Children with nephrotic syndrome have greater bone area but similar volumetric bone mineral density to healthy controls.
Moon RJ., Gilbert RD., Page A., Murphy L., Taylor P., Cooper C., Dennison EM., Davies JH.
Glucocorticoid use has been associated with an increased fracture risk and reduced bone mineral density (BMD), particularly in the trabecular compartment. However the contribution of the underlying inflammatory disease process to these outcomes is poorly understood. Childhood nephrotic syndrome (NS) typically follows a relapsing-remitting course often requiring recurrent courses of glucocorticoids, but with low systemic inflammation during remission. NS therefore represents a useful clinical model to investigate the effects of glucocorticoids on BMD and bone geometry in childhood.Children with NS were compared to age and sex matched healthy controls. Body composition and areal BMD (whole body, lumbar spine and hip) were assessed by DXA. Peripheral quantitative computed tomography (pQCT) scans were obtained at metaphyseal (4%) and diaphyseal (66%) sites of the tibia to determine volumetric BMD and bone cross-sectional geometry. Lifetime cumulative glucocorticoid exposure was calculated from medical records.29 children with NS (55% male, age 10.7±3.1years) were compared to 29 healthy controls (55% male, age 11.0±3.0years). The children with NS were of similar height SDS to controls (p=0.28), but were heavier (0.65±1.28SDS vs -0.04±0.89SDS, p=0.022) and had greater body fat percentage SDS (0.31±1.01 vs -0.52±1.10, p=0.008). Tibial trabecular and cortical vBMD were similar between the two groups but bone cross-sectional area (CSA) was significantly greater in children with NS at both the metaphysis (954±234mm(2) vs 817±197mm(2), p=0.002) and diaphysis (534.9±162.7mm(2) vs 463.2±155.5mm(2), p=0.014).

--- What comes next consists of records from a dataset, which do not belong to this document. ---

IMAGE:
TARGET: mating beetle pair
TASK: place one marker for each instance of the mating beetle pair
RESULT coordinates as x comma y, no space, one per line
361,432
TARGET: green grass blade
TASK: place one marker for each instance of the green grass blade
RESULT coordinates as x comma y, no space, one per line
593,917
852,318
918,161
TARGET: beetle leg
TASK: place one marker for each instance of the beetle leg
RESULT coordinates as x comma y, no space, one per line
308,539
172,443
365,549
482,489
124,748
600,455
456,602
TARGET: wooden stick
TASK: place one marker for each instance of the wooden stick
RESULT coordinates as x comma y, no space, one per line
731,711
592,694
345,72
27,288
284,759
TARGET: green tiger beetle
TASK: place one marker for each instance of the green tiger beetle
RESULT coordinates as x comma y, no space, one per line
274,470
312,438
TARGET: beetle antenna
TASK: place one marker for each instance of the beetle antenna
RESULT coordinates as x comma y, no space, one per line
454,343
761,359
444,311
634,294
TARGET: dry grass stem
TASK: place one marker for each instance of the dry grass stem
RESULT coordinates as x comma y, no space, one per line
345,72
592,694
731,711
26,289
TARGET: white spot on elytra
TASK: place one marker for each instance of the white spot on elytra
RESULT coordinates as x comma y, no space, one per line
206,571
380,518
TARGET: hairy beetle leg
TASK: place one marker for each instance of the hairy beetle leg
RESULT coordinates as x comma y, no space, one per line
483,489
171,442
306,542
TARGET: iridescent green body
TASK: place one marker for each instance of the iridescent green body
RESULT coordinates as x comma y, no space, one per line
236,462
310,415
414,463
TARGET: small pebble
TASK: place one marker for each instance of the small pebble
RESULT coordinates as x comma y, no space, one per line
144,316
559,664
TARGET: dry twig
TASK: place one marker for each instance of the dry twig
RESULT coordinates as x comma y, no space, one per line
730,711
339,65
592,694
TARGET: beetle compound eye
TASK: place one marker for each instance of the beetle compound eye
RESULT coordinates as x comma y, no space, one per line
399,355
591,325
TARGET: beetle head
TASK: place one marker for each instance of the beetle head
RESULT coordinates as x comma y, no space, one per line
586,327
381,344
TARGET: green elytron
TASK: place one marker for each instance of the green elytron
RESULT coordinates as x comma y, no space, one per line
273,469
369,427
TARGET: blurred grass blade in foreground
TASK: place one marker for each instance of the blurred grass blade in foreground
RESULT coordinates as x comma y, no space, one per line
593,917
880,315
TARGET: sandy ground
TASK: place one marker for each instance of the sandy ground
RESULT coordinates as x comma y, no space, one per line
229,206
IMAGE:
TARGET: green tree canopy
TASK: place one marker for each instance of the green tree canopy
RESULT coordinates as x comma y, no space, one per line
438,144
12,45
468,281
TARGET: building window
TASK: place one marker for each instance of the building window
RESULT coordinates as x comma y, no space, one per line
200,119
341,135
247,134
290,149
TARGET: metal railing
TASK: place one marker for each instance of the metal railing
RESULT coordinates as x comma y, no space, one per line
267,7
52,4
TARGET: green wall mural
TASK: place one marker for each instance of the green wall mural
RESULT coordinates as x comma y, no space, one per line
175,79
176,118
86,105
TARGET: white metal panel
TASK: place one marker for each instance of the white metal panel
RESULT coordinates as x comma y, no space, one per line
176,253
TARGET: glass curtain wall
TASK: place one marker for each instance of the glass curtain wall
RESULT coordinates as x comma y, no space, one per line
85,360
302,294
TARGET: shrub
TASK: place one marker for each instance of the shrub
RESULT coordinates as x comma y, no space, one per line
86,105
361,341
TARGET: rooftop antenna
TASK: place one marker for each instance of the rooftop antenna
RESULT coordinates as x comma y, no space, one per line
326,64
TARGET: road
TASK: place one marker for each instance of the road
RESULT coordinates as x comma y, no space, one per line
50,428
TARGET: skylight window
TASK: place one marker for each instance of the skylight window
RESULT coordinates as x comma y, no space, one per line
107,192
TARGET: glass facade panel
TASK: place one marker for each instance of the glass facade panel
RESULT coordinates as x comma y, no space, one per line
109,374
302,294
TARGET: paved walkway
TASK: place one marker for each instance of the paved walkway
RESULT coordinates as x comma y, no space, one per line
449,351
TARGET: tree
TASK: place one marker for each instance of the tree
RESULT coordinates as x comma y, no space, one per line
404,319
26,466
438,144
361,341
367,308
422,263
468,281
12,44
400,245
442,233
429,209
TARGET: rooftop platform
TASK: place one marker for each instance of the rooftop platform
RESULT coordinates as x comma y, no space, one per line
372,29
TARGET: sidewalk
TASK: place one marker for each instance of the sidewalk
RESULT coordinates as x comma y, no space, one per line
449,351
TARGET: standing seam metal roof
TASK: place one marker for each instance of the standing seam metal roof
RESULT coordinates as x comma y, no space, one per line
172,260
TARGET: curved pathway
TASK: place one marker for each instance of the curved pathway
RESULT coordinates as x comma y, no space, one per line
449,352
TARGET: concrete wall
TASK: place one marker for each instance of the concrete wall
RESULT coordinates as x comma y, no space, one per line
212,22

Endosteal and periosteal circumferences were greater in children with NS than controls (both p<0.01), resulting in reduced cortical thickness (2.4±0.7mm vs 2.8±0.7mm, p=0.018), but similar cortical CSA (p=0.22). The differences in cortical geometry were not statistically significant when weight was included as a confounding factor. There were no associations between cumulative steroid exposure, duration of NS or number of relapses and any bone parameter.Tibial bone CSA is increased in children with NS. We speculate that this is a compensatory response to increased body weight. Defects in trabecular BMD were not identified in this cohort of children with NS.